简体   繁体   English

将对象从流同时添加到两个不同的列表

[英]Add objects from stream to two different lists simultaneously

How can I add objects from one stream to two different lists simultaneously 如何同时将对象从一个流添加到两个不同的列表

Currently I am doing 目前我在做

body.getSurroundings().parallelStream()
                .filter(o -> o.getClass().equals(ResourcePoint.class))
                .map(o -> (ResourcePoint)o)
                .filter(o -> !resourceMemory.contains(o))
                .forEach(resourceMemory::add);

to add objects from my stream into a linkedlist "resourceMemory", but I also want to add the same objects to another list simultaneously, but I can't find the syntax for it. 将我的流中的对象添加到链表“resourceMemory”中,但我也想同时将相同的对象添加到另一个列表,但我找不到它的语法。 Is it possible or do I need to have two copies of this code for each list? 是否可能或者我是否需要为每个列表提供此代码的两个副本?

There are several fundamental errors you should understand first, before trying to expand your code. 在尝试扩展代码之前,首先应该了解一些基本错误。

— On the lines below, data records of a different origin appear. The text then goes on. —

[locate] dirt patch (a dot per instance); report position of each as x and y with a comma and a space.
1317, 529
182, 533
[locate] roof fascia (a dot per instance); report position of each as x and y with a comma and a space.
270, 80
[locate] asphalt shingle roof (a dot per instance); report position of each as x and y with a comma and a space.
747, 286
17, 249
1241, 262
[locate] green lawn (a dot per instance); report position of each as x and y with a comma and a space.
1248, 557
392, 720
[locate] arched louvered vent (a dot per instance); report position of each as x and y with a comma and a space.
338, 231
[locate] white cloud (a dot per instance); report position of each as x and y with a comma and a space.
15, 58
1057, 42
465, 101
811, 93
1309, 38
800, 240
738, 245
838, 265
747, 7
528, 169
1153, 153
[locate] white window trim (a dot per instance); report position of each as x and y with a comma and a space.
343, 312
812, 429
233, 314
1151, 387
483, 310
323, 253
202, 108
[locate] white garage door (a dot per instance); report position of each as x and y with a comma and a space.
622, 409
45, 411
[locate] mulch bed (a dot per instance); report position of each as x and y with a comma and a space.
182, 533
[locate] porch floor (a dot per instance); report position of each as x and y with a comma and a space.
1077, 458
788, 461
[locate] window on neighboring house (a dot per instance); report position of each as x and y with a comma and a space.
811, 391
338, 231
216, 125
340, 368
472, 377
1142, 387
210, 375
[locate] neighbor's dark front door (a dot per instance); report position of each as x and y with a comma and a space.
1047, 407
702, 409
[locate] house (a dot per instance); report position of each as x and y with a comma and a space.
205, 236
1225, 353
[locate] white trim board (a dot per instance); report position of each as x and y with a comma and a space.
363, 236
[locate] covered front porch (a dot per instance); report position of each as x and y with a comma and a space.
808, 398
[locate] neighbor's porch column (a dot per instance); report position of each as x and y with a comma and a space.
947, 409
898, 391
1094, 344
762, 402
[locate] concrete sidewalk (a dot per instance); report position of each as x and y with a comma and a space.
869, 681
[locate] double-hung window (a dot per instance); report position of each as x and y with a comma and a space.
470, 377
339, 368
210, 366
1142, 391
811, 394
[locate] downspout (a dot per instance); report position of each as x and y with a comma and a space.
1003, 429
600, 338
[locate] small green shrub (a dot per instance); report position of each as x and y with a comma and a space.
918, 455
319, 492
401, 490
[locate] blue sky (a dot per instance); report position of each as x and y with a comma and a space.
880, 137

First of all, forEach does not guaranty a particular order of element processing, so it's likely the wrong tool for adding to a List , even for sequential streams, however, it is completely wrong to use with a parallel stream to add to a collection like LinkedList which is not thread safe, as the action will be performed concurrently . 首先, forEach不保证元素处理的特定顺序,因此它可能是添加到List的错误工具,即使对于顺序流,但是,使用并行流添加到集合中是完全错误的LinkedList这不是线程安全的,因为动作将同时进行。

But even if resourceMemory was a thread safe collection, your code still was broken as there is an interference between your filter condition and the terminal action. 但即使resourceMemory是一个线程安全集合,您的代码仍然被破坏,因为您的filter条件和终端操作之间存在干扰。 .filter(o -> !resourceMemory.contains(o)) queries the same list which you are modifying in the terminal action and it shouldn't be hard to understand how this can brake even with thread-safe collections: .filter(o -> !resourceMemory.contains(o))查询您在终端操作中修改的相同列表,并且应该很难理解即使使用线程安全的集合,它也会如何制动:

Two or more threads may process the filter and find that the element is not contained in the list, then all of them will add the element, contradicting your obvious intention of not having duplicates. 两个或多个线程可以处理过滤器并发现该元素未包含在列表中,然后所有这些都将添加该元素,这与您没有重复的明显意图相矛盾。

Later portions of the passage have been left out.